Decision Procedures for Composition and Equivalence of Symbolic Finite State Transducers

MSR-TR-2011-32 |

Finite automata model a wide array of applications in software engineering, from regular expressions to specification languages. Finite transducers are an extension of finite automata to model functions on lists of elements, which in turn have uses in fields as diverse as computational linguistics and model-based testing. Symbolic finite transducers are a further generalization of finite transducers where transitions are labeled with formulas in a given background theory. Compared to classical finite transducers, symbolic transducers are far more succinct in the case of finite alphabets, because they have no need to enumerate all cases of a transition; symbolic transducers can also use theories, such as the theory of linear arithmetic over integers or reals, with infinite alphabets.
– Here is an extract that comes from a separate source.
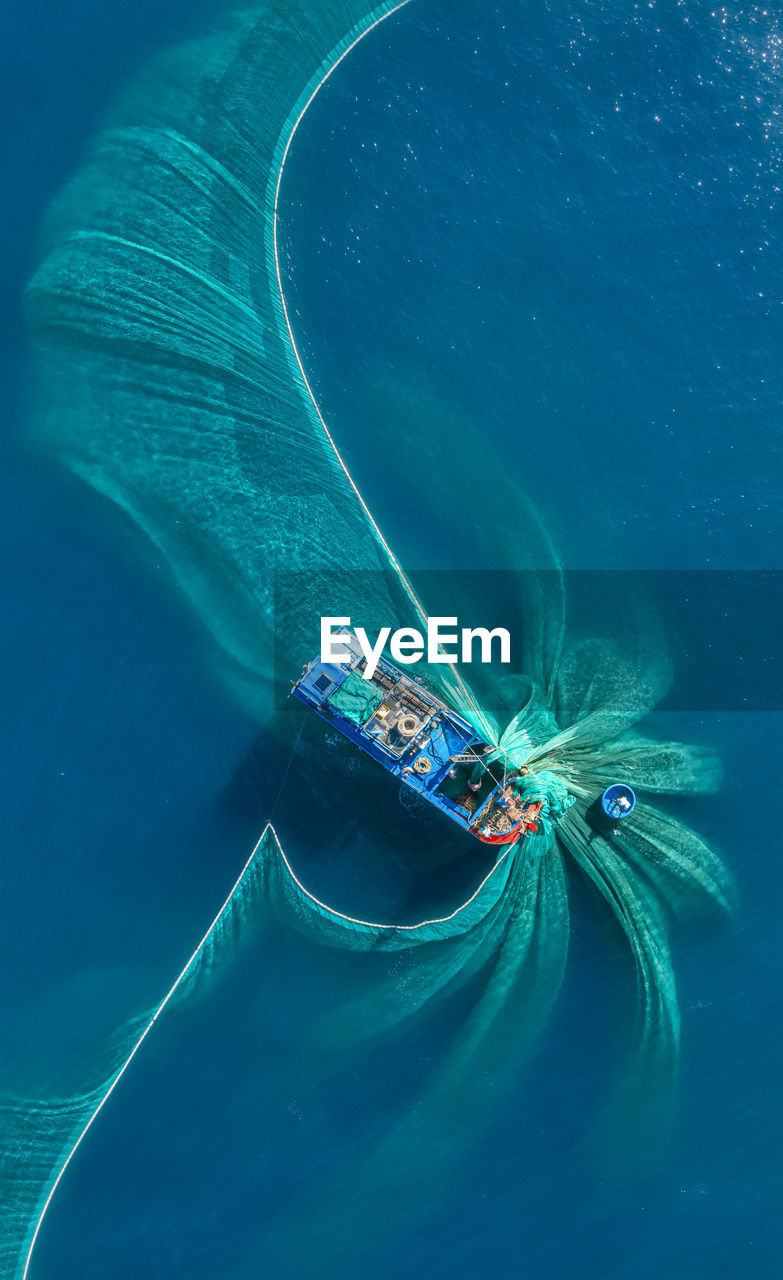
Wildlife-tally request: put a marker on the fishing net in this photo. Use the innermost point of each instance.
(172, 385)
Given a decision procedure for the background theory, we show novel algorithms for composition and equivalence checking for a large class of symbolic finite transducers, namely the class of single-valued transducers. Our algorithms give rise to a complete decidable algebra of symbolic transducers. Unlike previous work, we do not need any syntactic restriction of the formulas on the transitions, only a decision procedure; in practice we leverage recent advances in satisfiability modulo theory (SMT) solvers. We show how to decide single-valuedness, which means that symbolic finite transducers arising from practice can be checked to see if our algorithms apply. Our base algorithms are unusual in that they are nonconstructive, so we exhibit a separate model generation algorithm that can quickly find counterexamples in the case two symbolic finite transducers are not equivalent.
As a key example, string manipulation is a particularly important application of our theoretical results with immediate benefits to bug finding. Our work makes symbolic finite transducers a practical approach for software engineering applications, such as the analysis of security-critical sanitization functions in web pages and model based testing.